10 Temmuz 2010 Cumartesi

Bir hikâye ile akıp giderken hayat...

Yağmur nedeniyle o kadar mutluyum ki başka hiçbir şey düşünemiyorum.

Masamın üstünde duran telefonun kırmızı ışığı art arda yanıp sönmeye başladı. Bu, bana yeni bir faks geldiğine işaretti, yani okunması ve en acilinden cevaplanması gereken yeni bir ruhsuz kelimeler silsilesi sinir bozucu bir sesle kağıda dökülüyordu. Telefondan tarafa bakmak istemedim, çünkü sanki o tarafa bakmazsam ve o sevimsiz kağıdı görmezsem, cevaplamak için kendimi zorlamam gerekmeyecekti.

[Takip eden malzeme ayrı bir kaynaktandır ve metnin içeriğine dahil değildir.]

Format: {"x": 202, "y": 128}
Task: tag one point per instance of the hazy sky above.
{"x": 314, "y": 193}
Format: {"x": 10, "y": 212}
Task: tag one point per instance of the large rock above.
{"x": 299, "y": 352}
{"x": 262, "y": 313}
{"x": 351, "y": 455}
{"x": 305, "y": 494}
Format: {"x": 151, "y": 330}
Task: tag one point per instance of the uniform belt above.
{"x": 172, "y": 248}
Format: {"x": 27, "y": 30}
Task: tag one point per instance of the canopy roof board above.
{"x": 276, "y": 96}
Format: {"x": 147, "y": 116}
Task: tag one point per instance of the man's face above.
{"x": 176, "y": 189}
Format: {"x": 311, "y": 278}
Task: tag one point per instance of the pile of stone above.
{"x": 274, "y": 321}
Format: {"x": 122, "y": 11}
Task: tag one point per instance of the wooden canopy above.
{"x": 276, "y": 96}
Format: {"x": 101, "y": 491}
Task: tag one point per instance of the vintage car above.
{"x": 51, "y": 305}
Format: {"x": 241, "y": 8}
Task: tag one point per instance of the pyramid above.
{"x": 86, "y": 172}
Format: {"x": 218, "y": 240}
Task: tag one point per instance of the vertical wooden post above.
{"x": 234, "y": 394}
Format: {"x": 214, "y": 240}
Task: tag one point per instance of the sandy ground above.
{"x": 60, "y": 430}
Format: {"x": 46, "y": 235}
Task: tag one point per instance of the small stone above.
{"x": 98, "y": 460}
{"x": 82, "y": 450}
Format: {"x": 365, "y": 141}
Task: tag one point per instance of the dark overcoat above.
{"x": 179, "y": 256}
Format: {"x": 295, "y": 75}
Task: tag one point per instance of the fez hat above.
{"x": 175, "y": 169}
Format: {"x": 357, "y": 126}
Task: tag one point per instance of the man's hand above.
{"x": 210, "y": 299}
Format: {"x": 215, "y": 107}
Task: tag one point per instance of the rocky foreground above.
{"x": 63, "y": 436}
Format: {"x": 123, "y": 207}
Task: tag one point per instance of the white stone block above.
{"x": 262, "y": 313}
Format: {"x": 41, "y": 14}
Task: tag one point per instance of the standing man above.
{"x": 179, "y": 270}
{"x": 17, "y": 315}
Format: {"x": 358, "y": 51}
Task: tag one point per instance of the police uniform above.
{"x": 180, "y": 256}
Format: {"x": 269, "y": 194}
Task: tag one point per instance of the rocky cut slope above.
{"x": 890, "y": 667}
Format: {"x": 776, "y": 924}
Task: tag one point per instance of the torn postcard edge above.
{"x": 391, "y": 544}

Yağmur yağarken evde, kendimi istemediğim işlerle boğuşurken bulmak ne acı! O anda faks üstüne faks evime yığılmıyor olsaydı ve posta kutumda onlarca elektronik posta beni beklemiyor olsaydı, dışarıdaki sağanak yağmurun tadını çıkarıyor olabilirdim. Ne yazık ki, dışarıdaki sağanakta eğlenmek yerine, evdeki sağanakla uğraşmak zorundaydım. Yağmur yağarken kendimi kabuğuma sığmaz bulurum nedense. Normalde asla yapmayı düşünmediğim şeyleri yağmur yağarken yapasım gelir. Böyle bir günde tek yapabildiğim maalesef dışarıdaki mucizenin akıp gitmesini izlerken gerçeklerle yüzleşmekti. Çaresizce bilgisayarımın başına oturup posta kutuma baktım. “İyi günler” le başlayıp, arası soğuk ve zorlama onlarca kelimeyle dolu, “lütfen cevap veriniz” le biten postaları, gönderenlerininkiyle aynı samimiyetsizlik ve bıkkınlıkla cevaplamaya koyuldum.

Yağmur yağarken güzel bir şeyler yemek ister insan.